Los puntos suspensivos son suyos pero incorporan al relato colectivo una compartida inquietud. Y son pertinentes porque cuando se le consulta al reputado especialista que resuma en cinco ejemplos sus favoritos de todas las muestras que el modernismo legó a la ciudad de Valencia, incluye desde luego el Mercado Colón, en muy buena compañía. ¿Cuáles son los otros cuatro ejemplos que más le llaman la atención? Dos tipologías domésticas y dos obras públicas, a las que dedica abundante espacio en su publicación; entre las primeras, la citada Casa Ferrer, el bellísimo edificio del corazón de Valencia, obra del arquitecto así llamado: un profesional natural de Xátiva, que construyó para su familia esa preciosa criatura que nos asombra aún hoy cuando cruzamos ante su graciosa estampa, más allá de la poda que padeció en algunas de sus piezas más acrisoladas. El otro edificio de viviendas que incorpora a su particular top5 se levantó no demasiado lejos, en Marqués de Turia: la imperial Casa Ortega, un estupendo trabajo del arquitecto Manuel Peris donde convive una impresionante monumentalidad (señal diferencial por cierto de un cierto modernismo), con el encanto sutil de los gestos ornamentales que perviven para nuestro disfrute. Es el caso de la delicada decoración que firmó el artista Joaquín Real en su fachada.
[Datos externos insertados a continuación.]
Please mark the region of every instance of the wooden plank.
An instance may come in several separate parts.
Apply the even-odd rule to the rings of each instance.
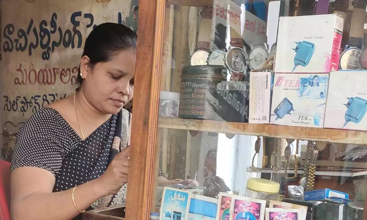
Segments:
[[[213,0],[167,0],[167,3],[180,6],[203,7],[212,6]]]
[[[139,1],[135,91],[146,91],[134,98],[131,153],[126,196],[126,219],[146,220],[150,217],[155,173],[159,77],[165,0]],[[154,198],[153,198],[154,199]]]
[[[367,144],[367,132],[160,117],[160,128]]]

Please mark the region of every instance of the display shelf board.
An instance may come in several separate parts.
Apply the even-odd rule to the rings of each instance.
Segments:
[[[167,4],[185,6],[205,7],[213,6],[214,0],[167,0]]]
[[[252,170],[249,169],[247,170],[247,172],[251,173],[284,173],[284,170],[281,169],[275,171],[271,169],[266,168],[261,170]],[[298,174],[303,174],[304,170],[298,170]],[[287,172],[289,174],[294,173],[294,169],[288,169]],[[317,176],[344,176],[345,177],[354,177],[367,175],[367,170],[333,170],[327,169],[317,169],[316,175]],[[291,175],[289,175],[291,176]]]
[[[158,117],[160,128],[367,144],[367,132]]]

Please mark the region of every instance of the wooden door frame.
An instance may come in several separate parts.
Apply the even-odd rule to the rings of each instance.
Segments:
[[[165,0],[139,0],[126,197],[128,220],[148,220],[154,195],[156,135]]]

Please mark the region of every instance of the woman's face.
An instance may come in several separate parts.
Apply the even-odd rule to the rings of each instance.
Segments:
[[[319,77],[315,77],[313,78],[313,86],[316,86],[317,85],[317,83],[319,83]]]
[[[135,60],[132,48],[117,52],[109,61],[98,63],[93,68],[88,65],[88,57],[82,58],[82,91],[98,111],[116,114],[132,98]]]

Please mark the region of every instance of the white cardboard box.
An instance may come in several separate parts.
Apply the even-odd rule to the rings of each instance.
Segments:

El modernismo en su lectura valenciana se distingue por «un ansia de modernidad unida al sentimiento mediterráneo lúcido y extrovertido»
A esos dos espléndidos ejercicios modernista añade Goerlich el Mercado Colón, la formidable creación de Demetrio Ribes que concita desde su construcción la admiración ciudadana y que sirve como ejemplo de las posibilidades que encierra para nuevos usos (como el actual gastronómico) la alta arquitectura, otra pareja de dotaciones públicas. La primera, el Asilo de Lactancia, una de las obras que acompañaron el nacimiento de la vecina Fábrica de Tabacos: un edificio nacido para dar servicio a las mujeres que trabajaban en efecto en la Tabacalera, que el arquitecto Ramón Lucini (de profusa obra en toda Valencia) proyectó en el estilo que distingue a otras construcciones elevadas alrededor de ese mismo espacio: un punto de la ciudad muy influido, como escribe Goerlich, por los hallazgos estilísticos que trajo consigo la Exposición Regional, un acontecimiento clave para Valencia en numerosos ámbitos y desde luego también para la arquitectura. Un canto colectivo al modernismo que influyó decisivamente en que este lenguaje se diseminara con profusión por la ciudad. Es el estilo propio de la quinta baza ganadora que menciona Goerlich preguntado por sus obras predilectas: la majestuosa Estación del Norte, que añade como al valor de su reconocida hermosura al de icono urbano.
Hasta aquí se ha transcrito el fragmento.